WHO SHOULD ATTEND:  Analytical scientists seeking a quick overview of sample preparation techniques for chromatography as well as ISCC & GCxGC attendees seeking information to prepare for discussions at the symposia.  This course is also recommended for chromatographers seeking advice and ideas for difficult sample preparation problems.
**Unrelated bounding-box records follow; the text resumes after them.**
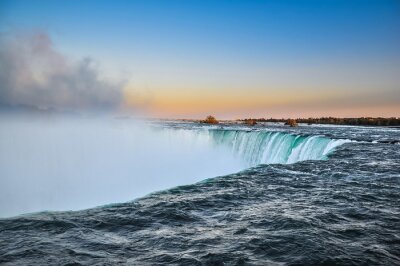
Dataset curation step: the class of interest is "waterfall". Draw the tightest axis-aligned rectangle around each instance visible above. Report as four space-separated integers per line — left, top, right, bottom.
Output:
205 129 349 166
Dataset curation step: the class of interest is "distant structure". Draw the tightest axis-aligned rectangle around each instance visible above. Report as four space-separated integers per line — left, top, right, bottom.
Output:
201 115 219 124
285 119 298 127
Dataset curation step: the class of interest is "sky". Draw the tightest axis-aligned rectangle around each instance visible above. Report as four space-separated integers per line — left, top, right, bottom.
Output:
0 0 400 119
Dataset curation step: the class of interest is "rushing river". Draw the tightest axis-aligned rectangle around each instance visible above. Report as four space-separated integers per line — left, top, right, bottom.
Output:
0 121 400 265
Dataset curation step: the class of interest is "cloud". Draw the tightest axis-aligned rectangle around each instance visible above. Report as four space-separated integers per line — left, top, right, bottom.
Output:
0 32 123 111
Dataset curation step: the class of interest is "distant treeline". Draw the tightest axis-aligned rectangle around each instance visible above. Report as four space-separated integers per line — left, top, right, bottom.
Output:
240 117 400 126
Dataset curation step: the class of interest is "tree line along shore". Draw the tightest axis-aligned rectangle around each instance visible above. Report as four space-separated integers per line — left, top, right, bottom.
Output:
200 115 400 127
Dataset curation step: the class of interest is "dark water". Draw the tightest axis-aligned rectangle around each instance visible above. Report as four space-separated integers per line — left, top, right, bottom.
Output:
0 125 400 265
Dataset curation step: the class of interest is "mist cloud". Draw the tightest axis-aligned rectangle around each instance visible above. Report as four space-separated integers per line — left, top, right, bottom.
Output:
0 32 123 111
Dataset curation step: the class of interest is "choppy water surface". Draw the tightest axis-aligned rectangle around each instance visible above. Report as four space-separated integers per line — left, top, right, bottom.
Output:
0 123 400 265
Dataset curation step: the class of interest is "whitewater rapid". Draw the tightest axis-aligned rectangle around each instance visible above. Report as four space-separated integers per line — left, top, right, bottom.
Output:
0 119 347 217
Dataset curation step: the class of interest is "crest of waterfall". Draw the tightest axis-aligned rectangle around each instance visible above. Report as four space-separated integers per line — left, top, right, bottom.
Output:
206 129 349 166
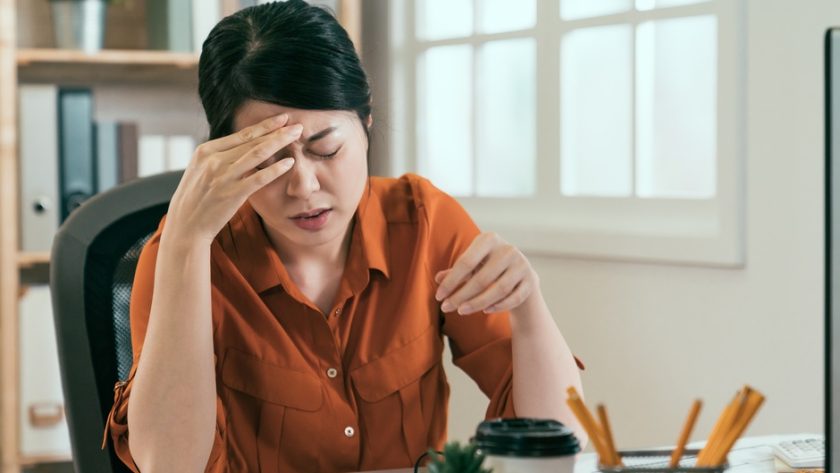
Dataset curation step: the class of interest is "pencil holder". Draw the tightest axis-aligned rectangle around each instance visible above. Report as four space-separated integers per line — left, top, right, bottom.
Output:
598 450 728 473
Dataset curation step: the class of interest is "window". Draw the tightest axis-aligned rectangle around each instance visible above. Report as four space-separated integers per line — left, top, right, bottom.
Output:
391 0 745 265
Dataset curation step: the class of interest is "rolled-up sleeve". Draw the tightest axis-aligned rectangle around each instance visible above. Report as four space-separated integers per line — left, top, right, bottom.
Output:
102 218 226 473
415 178 584 418
415 178 516 418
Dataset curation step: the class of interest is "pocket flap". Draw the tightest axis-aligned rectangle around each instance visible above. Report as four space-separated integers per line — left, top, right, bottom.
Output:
222 348 323 411
350 325 442 402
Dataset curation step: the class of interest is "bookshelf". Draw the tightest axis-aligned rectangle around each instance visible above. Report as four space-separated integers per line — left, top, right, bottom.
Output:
0 0 361 473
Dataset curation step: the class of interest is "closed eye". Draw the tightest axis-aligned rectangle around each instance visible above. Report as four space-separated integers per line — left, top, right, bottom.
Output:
312 146 341 159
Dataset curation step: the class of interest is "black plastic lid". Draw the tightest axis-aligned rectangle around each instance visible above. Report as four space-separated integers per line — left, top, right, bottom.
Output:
472 419 580 457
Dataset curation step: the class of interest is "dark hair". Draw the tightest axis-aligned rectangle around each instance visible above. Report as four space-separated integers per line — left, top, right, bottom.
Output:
198 0 371 139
CAPILLARY LIQUID CHROMATOGRAPHY

Monday, May 13th - Afternoon (1:30PM - 5:30PM)

INSTRUCTORS
James Grinias, Rowan University
Justin Godhino, Advanced Materials Technology, Inc

DESCRIPTION:  This course is designed to introduce those familiar with analytical scale HPLC to capillary (or “nano”) liquid chromatography. Although both techniques are based on the same fundamental principles, capillary LC has a number of distinct advantages and challenges that will be detailed. Commercial instrument options, as well as the basics of preparing your own capillary LC columns, will be described. Because one of the most prominent uses of capillary LC is its coupling to mass spectrometry for complex biological sample analysis, special attention will be given to this important area. 

COURSE OUTLINE:
Introductions
Making & Packing Capillary Columns
Trends in Capillary Columns
Capillary LC Instrumentation
Capillary LC-MS and 'Omics
Future Trends in Capillary LC

WHO SHOULD ATTEND:  Analytical scientists who are familiar with analytical scale HPLC and want to learn about the differences with capillary (or “nano”) liquid chromatography.  Academic and industrial chromatographers who want to learn how to overcome the challenges faced when using this essential technique.